Aggregator shouldn't refer to persistence DB in case of evaluation (#1632)

rahulga1 · web-flow · commit 90996c05eb40 · 2025-05-16T14:04:22.000+02:00
* Enhance Collaborator module with improved error handling and documentation.

Refactor the `run` method to include detailed error logging and a new `_execute_collaborator_rounds` method for better task management. Update the `start_` function to handle exceptions during collaborator initialization and execution, ensuring critical errors are logged and communicated to the user.

Additionally, improve type hints and docstrings for better code clarity and maintainability.

Signed-off-by: Rahul Garg &lt;rahul.garg@intel.com&gt;

* Improve error logging in Collaborator class by ensuring consistent formatting of log messages. This change enhances the clarity of critical error messages and maintains a uniform style across the logging functionality.

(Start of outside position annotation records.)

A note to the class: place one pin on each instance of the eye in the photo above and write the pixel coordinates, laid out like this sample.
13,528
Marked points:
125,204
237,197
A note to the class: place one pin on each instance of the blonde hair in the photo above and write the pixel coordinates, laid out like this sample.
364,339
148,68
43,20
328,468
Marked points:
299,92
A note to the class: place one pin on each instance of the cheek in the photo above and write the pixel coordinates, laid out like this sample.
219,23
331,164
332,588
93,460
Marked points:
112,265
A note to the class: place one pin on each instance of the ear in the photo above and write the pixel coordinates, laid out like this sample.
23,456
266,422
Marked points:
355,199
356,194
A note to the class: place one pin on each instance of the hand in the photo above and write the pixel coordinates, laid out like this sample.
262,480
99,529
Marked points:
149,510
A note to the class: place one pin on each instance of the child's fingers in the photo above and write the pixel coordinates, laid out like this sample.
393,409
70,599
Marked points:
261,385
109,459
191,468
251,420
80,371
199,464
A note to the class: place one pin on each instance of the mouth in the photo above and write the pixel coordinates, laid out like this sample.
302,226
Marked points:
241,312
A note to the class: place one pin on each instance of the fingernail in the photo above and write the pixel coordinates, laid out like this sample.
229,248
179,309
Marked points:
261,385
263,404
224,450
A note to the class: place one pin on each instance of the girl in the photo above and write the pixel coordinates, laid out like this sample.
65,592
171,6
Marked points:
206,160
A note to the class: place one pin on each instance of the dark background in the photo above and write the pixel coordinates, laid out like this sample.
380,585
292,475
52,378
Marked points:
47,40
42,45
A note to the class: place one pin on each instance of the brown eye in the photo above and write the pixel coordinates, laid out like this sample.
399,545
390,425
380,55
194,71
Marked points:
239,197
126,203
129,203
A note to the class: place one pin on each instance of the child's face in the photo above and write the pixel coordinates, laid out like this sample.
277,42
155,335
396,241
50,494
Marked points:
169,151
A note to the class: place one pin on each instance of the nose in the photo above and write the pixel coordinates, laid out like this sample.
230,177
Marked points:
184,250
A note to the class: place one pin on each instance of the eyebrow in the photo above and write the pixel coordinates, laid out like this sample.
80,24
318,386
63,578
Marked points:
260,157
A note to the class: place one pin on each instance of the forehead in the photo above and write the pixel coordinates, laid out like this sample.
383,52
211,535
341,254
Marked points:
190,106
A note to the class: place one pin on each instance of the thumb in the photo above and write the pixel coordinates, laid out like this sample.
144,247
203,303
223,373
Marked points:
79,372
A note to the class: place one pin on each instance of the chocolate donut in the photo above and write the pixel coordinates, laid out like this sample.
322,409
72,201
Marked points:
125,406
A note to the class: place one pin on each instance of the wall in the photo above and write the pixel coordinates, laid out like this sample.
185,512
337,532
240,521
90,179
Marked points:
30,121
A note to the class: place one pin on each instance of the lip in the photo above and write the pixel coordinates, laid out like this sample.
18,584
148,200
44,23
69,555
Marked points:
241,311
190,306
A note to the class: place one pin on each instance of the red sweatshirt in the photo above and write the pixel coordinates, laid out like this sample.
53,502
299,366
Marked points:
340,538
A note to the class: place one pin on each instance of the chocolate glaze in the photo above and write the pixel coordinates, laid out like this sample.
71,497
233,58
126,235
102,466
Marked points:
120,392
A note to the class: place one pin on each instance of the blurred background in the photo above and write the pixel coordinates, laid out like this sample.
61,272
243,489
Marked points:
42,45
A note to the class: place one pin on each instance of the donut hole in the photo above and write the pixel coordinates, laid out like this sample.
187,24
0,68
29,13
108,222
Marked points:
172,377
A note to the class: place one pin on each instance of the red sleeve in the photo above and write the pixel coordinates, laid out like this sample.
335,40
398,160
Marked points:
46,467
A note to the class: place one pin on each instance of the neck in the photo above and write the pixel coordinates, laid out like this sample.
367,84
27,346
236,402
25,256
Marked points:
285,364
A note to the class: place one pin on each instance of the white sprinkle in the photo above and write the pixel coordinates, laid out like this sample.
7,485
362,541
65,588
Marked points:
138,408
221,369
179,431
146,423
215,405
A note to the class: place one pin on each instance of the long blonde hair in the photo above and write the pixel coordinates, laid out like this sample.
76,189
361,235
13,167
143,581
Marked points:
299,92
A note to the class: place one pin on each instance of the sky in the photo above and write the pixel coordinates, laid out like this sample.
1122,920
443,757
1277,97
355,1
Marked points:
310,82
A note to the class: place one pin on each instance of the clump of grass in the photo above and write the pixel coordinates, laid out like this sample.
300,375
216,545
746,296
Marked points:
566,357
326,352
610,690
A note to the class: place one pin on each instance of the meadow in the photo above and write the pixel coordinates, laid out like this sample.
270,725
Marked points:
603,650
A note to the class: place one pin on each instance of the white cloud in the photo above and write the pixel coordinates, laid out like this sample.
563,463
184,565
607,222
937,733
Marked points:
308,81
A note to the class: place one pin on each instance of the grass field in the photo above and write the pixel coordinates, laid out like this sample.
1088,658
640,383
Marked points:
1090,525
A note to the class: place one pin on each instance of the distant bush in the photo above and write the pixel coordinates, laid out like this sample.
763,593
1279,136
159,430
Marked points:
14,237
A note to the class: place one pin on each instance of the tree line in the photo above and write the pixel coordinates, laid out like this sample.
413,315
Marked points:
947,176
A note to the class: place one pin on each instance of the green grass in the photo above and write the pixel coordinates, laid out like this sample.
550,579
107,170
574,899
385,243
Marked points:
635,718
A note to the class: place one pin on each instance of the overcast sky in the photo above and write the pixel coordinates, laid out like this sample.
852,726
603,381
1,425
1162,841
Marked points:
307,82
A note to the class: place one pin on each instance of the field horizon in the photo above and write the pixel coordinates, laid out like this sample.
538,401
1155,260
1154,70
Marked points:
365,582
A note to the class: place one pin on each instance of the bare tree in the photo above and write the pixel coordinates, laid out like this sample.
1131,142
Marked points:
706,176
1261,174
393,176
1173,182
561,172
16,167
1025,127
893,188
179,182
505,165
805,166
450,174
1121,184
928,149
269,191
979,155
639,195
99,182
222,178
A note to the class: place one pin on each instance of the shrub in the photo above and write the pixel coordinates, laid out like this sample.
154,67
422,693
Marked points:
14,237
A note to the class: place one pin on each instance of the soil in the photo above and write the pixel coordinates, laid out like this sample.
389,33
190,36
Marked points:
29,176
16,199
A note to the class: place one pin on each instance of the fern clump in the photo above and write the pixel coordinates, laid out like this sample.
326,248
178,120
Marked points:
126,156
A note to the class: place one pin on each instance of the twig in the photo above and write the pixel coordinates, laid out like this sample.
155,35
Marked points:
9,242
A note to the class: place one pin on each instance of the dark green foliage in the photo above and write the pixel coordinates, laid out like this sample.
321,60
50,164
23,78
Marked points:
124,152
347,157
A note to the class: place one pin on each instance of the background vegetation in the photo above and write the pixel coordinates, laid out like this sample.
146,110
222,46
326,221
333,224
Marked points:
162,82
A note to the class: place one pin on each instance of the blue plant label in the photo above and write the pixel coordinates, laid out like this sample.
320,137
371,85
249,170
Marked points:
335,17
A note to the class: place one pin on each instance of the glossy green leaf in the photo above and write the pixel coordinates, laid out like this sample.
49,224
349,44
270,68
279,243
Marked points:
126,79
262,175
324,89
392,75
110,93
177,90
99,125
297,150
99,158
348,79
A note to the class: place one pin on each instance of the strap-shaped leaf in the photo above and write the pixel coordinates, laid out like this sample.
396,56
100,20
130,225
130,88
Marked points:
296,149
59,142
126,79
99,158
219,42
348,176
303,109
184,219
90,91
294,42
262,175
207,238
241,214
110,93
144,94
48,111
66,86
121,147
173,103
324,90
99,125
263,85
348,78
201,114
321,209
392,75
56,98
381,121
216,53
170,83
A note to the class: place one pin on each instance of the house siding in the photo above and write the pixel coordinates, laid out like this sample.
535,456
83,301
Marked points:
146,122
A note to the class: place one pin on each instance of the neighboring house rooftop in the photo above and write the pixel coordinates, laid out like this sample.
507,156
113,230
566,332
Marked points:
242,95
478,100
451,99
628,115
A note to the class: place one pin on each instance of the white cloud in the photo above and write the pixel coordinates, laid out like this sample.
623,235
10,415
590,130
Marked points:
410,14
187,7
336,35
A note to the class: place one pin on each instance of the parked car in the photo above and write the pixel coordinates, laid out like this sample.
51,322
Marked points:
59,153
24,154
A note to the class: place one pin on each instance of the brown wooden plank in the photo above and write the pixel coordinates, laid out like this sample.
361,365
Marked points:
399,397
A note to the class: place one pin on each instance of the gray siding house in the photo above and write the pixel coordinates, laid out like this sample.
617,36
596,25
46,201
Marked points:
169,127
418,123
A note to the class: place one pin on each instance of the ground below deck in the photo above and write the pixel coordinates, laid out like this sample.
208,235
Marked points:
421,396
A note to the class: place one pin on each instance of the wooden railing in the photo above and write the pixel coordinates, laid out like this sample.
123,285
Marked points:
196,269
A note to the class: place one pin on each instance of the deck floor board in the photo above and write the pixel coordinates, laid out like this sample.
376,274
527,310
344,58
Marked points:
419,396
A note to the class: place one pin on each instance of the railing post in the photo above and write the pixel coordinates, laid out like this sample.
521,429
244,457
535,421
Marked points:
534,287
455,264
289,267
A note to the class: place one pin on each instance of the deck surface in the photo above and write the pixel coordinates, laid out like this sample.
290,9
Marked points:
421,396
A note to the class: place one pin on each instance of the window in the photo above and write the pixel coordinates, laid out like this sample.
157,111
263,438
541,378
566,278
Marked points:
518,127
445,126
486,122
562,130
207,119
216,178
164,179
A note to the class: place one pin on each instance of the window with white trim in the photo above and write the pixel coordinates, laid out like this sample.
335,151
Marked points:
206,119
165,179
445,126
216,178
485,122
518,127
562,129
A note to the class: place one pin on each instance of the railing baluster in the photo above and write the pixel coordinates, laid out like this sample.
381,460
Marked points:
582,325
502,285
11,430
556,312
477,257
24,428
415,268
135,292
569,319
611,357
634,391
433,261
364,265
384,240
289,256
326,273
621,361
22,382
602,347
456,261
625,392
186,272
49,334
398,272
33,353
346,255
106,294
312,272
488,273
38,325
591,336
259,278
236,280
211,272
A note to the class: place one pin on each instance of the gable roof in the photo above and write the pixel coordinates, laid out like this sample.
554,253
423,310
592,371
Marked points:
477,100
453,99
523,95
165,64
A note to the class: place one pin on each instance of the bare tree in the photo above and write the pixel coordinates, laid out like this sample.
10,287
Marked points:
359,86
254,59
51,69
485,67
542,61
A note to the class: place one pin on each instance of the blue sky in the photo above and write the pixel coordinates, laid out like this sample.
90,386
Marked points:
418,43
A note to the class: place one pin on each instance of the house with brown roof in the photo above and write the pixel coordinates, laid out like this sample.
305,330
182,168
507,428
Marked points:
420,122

Signed-off-by: Rahul Garg &lt;rahul.garg@intel.com&gt;

* .DS_Store banished!

* Refine persistent checkpoint handling in Aggregator class to prevent recovery during evaluation mode. Update logging messages for clarity on checkpoint status. This change ensures that the system behaves correctly in different operational contexts.

Signed-off-by: Rahul Garg &lt;rahul.garg@intel.com&gt;

* Refine logging message in Aggregator class to clarify conditions for persistent checkpoint usage. The updated message improves understanding by specifying when checkpoints are disabled or when the experiment is in evaluation mode.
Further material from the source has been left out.